On Saturday evening in Bangkok, a week and a half after the army seized power in a coup, about a dozen people gathered in the middle of a busy, elevated walkway connecting several of the capital’s most luxurious shopping malls.

As pedestrians trundled past, the protesters sat down, pulled out books such as George Orwell’s “Nineteen Eighty-Four,” a dystopian novel about life in a totalitarian surveillance state — and began to read.
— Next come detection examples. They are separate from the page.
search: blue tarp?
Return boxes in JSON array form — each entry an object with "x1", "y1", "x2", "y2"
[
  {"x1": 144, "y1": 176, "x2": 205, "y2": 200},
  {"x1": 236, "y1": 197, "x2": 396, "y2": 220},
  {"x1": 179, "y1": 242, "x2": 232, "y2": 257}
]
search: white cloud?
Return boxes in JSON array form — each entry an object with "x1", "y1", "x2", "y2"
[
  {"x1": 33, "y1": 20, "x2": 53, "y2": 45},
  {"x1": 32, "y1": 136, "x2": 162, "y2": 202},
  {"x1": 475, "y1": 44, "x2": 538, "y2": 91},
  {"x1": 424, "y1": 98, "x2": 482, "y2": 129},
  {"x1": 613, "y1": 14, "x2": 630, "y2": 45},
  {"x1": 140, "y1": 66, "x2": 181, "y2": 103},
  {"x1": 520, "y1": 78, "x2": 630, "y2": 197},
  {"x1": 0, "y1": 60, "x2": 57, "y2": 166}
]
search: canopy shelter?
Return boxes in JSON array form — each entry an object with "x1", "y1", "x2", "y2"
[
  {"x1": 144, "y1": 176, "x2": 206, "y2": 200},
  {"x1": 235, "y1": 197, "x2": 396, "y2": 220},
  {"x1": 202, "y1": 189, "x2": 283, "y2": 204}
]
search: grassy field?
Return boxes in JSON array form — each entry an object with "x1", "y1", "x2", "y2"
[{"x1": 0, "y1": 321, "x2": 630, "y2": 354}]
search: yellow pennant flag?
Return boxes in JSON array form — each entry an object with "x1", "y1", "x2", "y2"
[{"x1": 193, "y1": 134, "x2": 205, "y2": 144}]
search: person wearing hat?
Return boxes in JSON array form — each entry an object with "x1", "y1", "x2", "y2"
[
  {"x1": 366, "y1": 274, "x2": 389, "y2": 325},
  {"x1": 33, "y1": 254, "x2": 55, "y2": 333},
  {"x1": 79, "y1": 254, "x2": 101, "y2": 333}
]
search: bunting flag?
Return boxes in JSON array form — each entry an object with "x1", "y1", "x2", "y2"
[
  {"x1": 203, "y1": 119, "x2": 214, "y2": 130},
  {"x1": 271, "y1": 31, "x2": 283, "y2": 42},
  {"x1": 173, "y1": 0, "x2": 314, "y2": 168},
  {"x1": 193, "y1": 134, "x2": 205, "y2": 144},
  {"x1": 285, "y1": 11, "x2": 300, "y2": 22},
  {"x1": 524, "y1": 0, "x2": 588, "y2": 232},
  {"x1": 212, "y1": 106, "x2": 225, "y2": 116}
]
In a country where the army has vowed to crack down on anti-coup protesters demanding elections and a return to civilian rule, in a place where you can be detained for simply holding something that says “Peace Please” in the wrong part of town, the small protest was a major act of defiance — a quiet demonstration against the army’s May 22 seizure of power and the repression that has accompanied it.

“People are angry about this coup, but they can’t express it,” said a human rights activist who asked to be identified only by her nickname, Mook, for fear of being detained.

“So we were looking for an alternative way to resist, a way that is not confrontational,” she said. “And one of those ways is reading.”

Among their books: “Unarmed Insurrection,” “The Politics of Despotic Paternalism,” “The Power of Non-Violent Means.”

Kasama Na Nagara, who works in the financial sector and joined the book-reading protests, said she wanted her voice to be heard. Saturday marked the third protest. They have been careful to avoid soldiers.